Bu haftaki yazıyı kaleme almadan önce bir düşündüm, ne yazmalıyım diye. Bir yandan bunu düşünürken, diğer yandan da mümkünse politikanın dışında olsun diye düşünmekten de kendimi alıkoyamıyorum.
Bu, politikayı önemsiz veya gereksiz gördüğümden değil. Aksine politika hem önemli ve hem de gerekli. İstesek de istemesek de hayatımızın bir parçasıdır politika. Hele hele bir de politikanın gündemi yaşadığımız ülkenin idaresi ise ve bir de buna talip olanlar varsa, tümden ilgilendiriyor. Dolayısıyla bu durumda politikaya bigâne kalmak da mümkün olmuyor.
Gördüğümüz gibi, birçok siyasi parti ülkenin idaresine talip.
Seçmenler bir cumhurbaşkanı ve 600 de milletvekili seçecekler.
Cumhurbaşkanlığı için muhtemelen 5-6 kişi yarışacak. 600 milletvekilinden biri olmak için aday adayı olarak başvuranların sayısı binlerle ifade edilmektedir. Seçilecek sayının 20 katı bir başvuru var. Ve hangi partiden başvurmuş olursa olsun, hepsinin ağzından çıkan ilk cümleler aynıdır: Türkiye için… Milletimiz için… Vatanımız için…
Sanırsınız ki, hepsi fena fi Türkiye, fena fi millet ve fena fi vatan olmuş ve hiçbiri zerre kadar bile olsa kendisini düşünmüyor.
Aday adaylarından en fazla dikkatimi çekenler de Ak Parti'den başvuranlardır. Mesela “dava” kelimesi hiçbirinin dilinden düşmüyor. Sayın Erdoğan başta olmak üzere bu hareketin ve bu Ak Parti'nin evveliyatını, deyim yerindeyse cemaziyelevvelini az çok bilen biri olarak bir bu adaylara bakıyorsunuz ve bir de bu hareketi bir film şeridi gibi gözlerinizin önünden geçiriyorsunuz, belki de %90'ı bile hiçbir karede yok. Bunlardan ne kadarının 15 Temmuz'da meydanlarda oldukları da önemli.
Her partinin önceliklerinin, olmazsa olmazlarının olması anlaşılabilir bir şeydir. Bunu anlarız. Ama anlayamadığımız, bir insan bu kadar mı kendi ihtiraslarını, ikbal ve istikbal hesaplarını ve kısaca bireysel çıkarlarını din, milliyet, vatan, millet, devlet ve laiklik gibi değerler üzerinden pazarlayacak kadar ileri gider?

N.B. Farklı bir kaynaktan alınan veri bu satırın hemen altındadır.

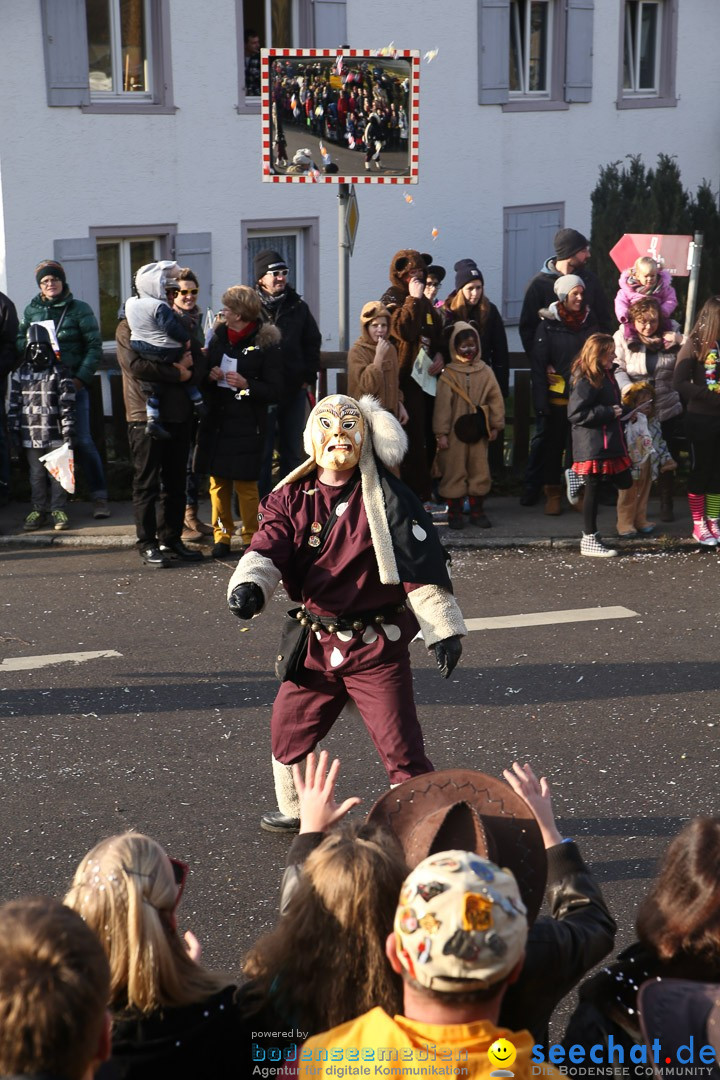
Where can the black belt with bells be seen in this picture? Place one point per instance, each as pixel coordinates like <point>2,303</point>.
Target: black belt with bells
<point>358,621</point>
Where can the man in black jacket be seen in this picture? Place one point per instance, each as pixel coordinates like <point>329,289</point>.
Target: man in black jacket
<point>9,360</point>
<point>300,348</point>
<point>572,251</point>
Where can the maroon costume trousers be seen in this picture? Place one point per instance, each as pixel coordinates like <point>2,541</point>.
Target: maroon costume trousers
<point>302,715</point>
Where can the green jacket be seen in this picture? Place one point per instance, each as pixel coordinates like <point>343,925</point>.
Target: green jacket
<point>79,336</point>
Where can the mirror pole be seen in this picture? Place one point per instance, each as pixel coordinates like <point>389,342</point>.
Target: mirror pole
<point>343,269</point>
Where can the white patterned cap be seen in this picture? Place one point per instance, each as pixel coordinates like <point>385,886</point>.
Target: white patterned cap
<point>460,919</point>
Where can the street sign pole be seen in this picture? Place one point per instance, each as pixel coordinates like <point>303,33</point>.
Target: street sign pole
<point>695,254</point>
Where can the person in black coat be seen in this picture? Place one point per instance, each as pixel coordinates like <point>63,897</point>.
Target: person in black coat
<point>245,376</point>
<point>598,442</point>
<point>9,361</point>
<point>564,328</point>
<point>300,356</point>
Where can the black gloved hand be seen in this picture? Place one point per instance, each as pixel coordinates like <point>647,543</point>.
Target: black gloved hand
<point>246,599</point>
<point>447,655</point>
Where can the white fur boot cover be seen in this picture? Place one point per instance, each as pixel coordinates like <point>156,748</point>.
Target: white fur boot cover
<point>285,793</point>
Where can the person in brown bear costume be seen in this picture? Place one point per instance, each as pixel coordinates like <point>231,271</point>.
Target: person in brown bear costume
<point>416,323</point>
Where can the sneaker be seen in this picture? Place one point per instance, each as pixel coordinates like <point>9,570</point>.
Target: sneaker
<point>714,527</point>
<point>703,535</point>
<point>591,544</point>
<point>573,486</point>
<point>60,520</point>
<point>35,520</point>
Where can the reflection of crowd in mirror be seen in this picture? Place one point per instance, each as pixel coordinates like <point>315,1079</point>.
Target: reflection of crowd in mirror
<point>341,107</point>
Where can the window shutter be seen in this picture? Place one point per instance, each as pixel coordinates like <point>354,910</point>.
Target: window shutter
<point>79,258</point>
<point>194,250</point>
<point>493,51</point>
<point>579,51</point>
<point>330,24</point>
<point>65,44</point>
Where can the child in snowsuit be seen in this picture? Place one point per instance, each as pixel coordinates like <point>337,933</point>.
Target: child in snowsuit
<point>466,387</point>
<point>649,456</point>
<point>41,415</point>
<point>157,333</point>
<point>644,279</point>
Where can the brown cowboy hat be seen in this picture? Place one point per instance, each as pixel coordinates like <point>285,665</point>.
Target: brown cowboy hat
<point>460,809</point>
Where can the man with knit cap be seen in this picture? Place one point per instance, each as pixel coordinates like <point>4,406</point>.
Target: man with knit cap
<point>81,350</point>
<point>572,252</point>
<point>458,943</point>
<point>300,348</point>
<point>354,547</point>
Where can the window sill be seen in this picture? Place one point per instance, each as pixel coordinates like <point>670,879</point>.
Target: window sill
<point>638,102</point>
<point>128,107</point>
<point>534,105</point>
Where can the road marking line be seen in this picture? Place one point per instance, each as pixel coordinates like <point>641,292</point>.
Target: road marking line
<point>28,663</point>
<point>549,618</point>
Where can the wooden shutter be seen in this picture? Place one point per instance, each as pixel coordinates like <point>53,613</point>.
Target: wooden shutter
<point>579,51</point>
<point>493,51</point>
<point>194,250</point>
<point>330,24</point>
<point>65,44</point>
<point>79,258</point>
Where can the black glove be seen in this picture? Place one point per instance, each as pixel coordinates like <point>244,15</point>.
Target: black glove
<point>246,599</point>
<point>447,655</point>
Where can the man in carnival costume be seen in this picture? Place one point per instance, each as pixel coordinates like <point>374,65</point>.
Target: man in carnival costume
<point>353,545</point>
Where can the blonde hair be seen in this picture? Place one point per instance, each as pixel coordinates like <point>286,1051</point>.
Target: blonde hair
<point>243,301</point>
<point>125,891</point>
<point>588,362</point>
<point>334,933</point>
<point>646,262</point>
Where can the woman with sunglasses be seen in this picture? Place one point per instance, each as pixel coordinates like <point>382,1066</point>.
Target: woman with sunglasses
<point>171,1015</point>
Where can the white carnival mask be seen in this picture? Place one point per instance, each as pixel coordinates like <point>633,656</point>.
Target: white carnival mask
<point>337,433</point>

Mutlaka aralarında içi dışı bir olanlar da vardır. Ama çoğu iddialarında dürüst gelmiyor insana. Çünkü daha attıkları ilk adımda inandıklarını söyledikleri değerlerini ve ilkelerini çiğniyorlar.

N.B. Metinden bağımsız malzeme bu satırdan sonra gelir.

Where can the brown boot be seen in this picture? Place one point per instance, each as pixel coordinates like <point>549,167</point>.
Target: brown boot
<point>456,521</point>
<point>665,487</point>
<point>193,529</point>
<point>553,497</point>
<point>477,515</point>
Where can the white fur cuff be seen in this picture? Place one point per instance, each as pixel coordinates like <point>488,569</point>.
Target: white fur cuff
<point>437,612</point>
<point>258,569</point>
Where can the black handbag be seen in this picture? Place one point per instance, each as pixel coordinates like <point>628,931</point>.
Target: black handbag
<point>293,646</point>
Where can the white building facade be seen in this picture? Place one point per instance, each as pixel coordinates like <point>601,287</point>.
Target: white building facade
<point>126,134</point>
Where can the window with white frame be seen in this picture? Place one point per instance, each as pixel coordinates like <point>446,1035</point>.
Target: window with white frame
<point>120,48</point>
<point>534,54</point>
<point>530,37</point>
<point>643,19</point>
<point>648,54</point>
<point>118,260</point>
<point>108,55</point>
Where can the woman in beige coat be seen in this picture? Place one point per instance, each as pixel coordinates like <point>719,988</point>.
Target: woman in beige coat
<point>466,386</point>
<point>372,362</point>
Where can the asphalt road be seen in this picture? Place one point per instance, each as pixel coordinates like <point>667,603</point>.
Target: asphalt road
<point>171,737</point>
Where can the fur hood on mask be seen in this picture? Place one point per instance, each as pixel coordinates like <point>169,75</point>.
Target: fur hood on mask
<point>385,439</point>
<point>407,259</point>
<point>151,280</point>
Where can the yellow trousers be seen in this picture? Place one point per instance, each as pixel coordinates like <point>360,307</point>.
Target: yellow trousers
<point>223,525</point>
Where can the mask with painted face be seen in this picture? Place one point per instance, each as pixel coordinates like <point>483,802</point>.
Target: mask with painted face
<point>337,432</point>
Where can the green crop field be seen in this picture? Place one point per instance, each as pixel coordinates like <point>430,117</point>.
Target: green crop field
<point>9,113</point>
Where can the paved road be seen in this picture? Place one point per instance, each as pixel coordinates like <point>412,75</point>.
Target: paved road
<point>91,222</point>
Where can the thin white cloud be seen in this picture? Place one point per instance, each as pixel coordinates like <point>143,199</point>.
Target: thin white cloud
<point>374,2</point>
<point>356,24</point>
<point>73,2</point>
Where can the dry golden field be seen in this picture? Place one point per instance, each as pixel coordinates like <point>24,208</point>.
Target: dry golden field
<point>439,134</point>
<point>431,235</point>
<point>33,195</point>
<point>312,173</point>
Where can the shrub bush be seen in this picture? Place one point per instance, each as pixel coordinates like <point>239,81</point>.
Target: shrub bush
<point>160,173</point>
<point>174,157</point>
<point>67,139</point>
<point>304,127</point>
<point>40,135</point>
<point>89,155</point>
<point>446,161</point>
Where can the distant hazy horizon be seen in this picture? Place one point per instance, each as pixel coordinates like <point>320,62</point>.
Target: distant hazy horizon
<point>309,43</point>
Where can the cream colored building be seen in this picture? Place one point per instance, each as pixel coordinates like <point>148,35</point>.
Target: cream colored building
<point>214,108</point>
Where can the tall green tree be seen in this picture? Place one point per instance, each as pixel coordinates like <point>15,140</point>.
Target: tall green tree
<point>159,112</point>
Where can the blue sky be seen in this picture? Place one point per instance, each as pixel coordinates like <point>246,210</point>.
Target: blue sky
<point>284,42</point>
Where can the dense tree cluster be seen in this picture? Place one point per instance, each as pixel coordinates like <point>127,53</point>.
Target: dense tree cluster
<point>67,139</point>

Örneğin, kendisini yıllardır tanıyorsunuz, ömrü İslam'a ve Müslümanlara karşı olmakla ve onlara karşı savaşmakla geçmiş ve hala öyle, ama üç beş oy almak adına kendisinin de Müslüman olduğunu söyleyebiliyor. Veya düne kadar İslam kardeşliği ve ümmet demiş ve her türlü ırkçılığı-milliyetçiliği reddetmiş, ama bugün, “ben de milliyetçiyim” diyebiliyor. Yine bakıyorsunuz, kendilerini Atatürkçü olarak tanımlayanlardan bazıları, birileri için, “ben de Müslümanım” dediği gibi, kendilerini Müslüman olarak tanımlayanlardan bazıları da, “ben de Atatürkçüyüm” diyebiliyor. Hâlbuki kendisi olamamış bir kişi Atatürkçü olsa ne yazar, Müslüman olsa ne yazar!
Bütün bunlardan hareketle naçizane geldiğim nokta şudur: İnsan için hayatın özü, kendisi olmasıdır ve kendisi için yaşamasıdır. Eğer bir kişinin kendisine hayrı yoksa başkalarına da hayrı olmaz. Bir kişi, elde ettiği nimetleri elindekilerle birlikte diğer insanlarla paylaşıyorsa eğer, o gerçekten onlar için de var. Bu erdemde olan kişi de haddizatında kendisi için yapmış oluyor. Çünkü balık bilmese bile Halık bütün bunları onun amel defterine kaydediyor.
İdarecilerini seçme süreci yaşayanlar bilmeliler ki, kendileri nasıl iseler, başlarına gelecek olanlar da aşağı yukarı onlar gibi olacaktır. Hala kendisi olamamış kişileri kendilerine idareci olarak seçenler, doğal olarak sonuçlarına da katlanacaklardır.